You have not provided your data, so I have created an example using the mtcars dataset that is included in R. I have also chosen to use the modern {tidymodels} infrastructure to essentially replicate the approach shown above which uses {caret}, which has sort of been superseded by `tidymodels, even though it hasn't been deprecated, per se.
library(tidymodels)
library(themis)
set.seed(12345)
# Prepare some example data
data <-
mtcars %>%
mutate(vs = factor(vs))
# Split the data 70/30 for training/testing
train_test_split <- initial_split(data, 0.7, strata = 'vs')
# Extract training data
train <- training(train_test_split)
# Create 5-fold 3-repeat CV splits
cv_folds <- vfold_cv(train, v = 5, repeats = 3, strata = 'vs')
# Simple recipe with ROSE
rec <- recipe(vs ~ ., data = train) %>%
step_rose(vs)
# Specify model
model <- rand_forest(
mode = 'classification',
engine = 'randomForest',
mtry = tune(),
trees = tune(),
min_n = tune()
)
# Define workflow
wflow <- workflow(
preprocessor = rec,
spec = model
)
# Perform CV
res <-
tune_grid(
object = wflow,
resamples = cv_folds,
control = control_grid(save_pred = TRUE)
)
# Find the best hyperparameters for the randomForest model
best_hyperparams <- select_best(res)
# Add those hyperparams to the workflow
final_wflow <- finalize_workflow(wflow, best_hyperparams)

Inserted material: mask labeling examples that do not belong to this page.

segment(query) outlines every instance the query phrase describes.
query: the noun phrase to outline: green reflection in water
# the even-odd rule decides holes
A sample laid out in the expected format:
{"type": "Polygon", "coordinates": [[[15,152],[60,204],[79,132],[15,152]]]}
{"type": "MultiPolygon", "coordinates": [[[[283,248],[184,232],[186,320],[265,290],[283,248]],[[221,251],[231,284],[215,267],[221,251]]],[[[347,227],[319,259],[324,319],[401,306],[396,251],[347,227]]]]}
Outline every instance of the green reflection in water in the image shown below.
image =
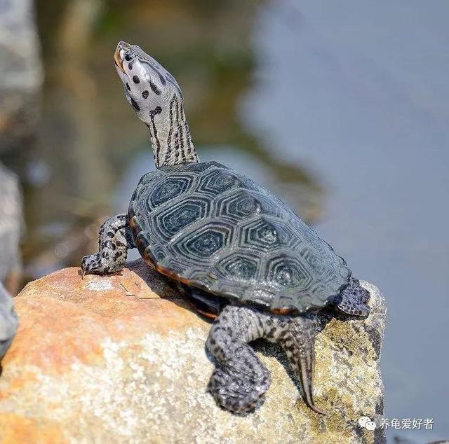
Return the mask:
{"type": "Polygon", "coordinates": [[[124,165],[149,144],[114,69],[120,39],[140,44],[176,76],[200,154],[202,146],[227,145],[250,155],[279,194],[294,190],[306,219],[319,216],[322,190],[314,178],[274,157],[263,134],[249,132],[238,117],[253,81],[250,34],[262,3],[38,0],[46,84],[34,158],[48,164],[51,179],[26,188],[29,277],[78,265],[93,251],[124,165]]]}

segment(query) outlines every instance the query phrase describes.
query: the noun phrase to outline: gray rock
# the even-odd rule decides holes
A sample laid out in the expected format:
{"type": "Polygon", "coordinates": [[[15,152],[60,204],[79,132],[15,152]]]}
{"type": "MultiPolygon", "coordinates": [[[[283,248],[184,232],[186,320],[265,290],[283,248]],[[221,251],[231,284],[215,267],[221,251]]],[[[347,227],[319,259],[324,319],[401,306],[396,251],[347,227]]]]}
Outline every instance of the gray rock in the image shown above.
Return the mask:
{"type": "Polygon", "coordinates": [[[0,1],[0,152],[34,132],[43,80],[31,0],[0,1]]]}

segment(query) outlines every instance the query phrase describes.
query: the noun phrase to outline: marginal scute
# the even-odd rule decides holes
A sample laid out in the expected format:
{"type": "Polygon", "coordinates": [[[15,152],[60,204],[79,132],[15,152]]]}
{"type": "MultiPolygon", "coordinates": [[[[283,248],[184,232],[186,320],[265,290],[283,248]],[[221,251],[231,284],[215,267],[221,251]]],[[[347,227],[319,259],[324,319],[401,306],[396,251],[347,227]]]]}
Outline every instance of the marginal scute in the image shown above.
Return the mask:
{"type": "Polygon", "coordinates": [[[234,301],[303,312],[333,301],[351,275],[294,211],[216,162],[146,174],[129,215],[161,272],[234,301]]]}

# Fit the updated workflow to the whole train data
# Evaluate performance in the held-out test data
final_fit <- last_fit(final_wflow, train_test_split)
# Confusion matrix in the test data
collect_predictions(final_fit) %>%
conf_mat(vs, .pred_class)
#> Truth
#> Prediction 0 1
#> 0 4 2
#> 1 2 3
This should provide a strong starting point to modify for your project.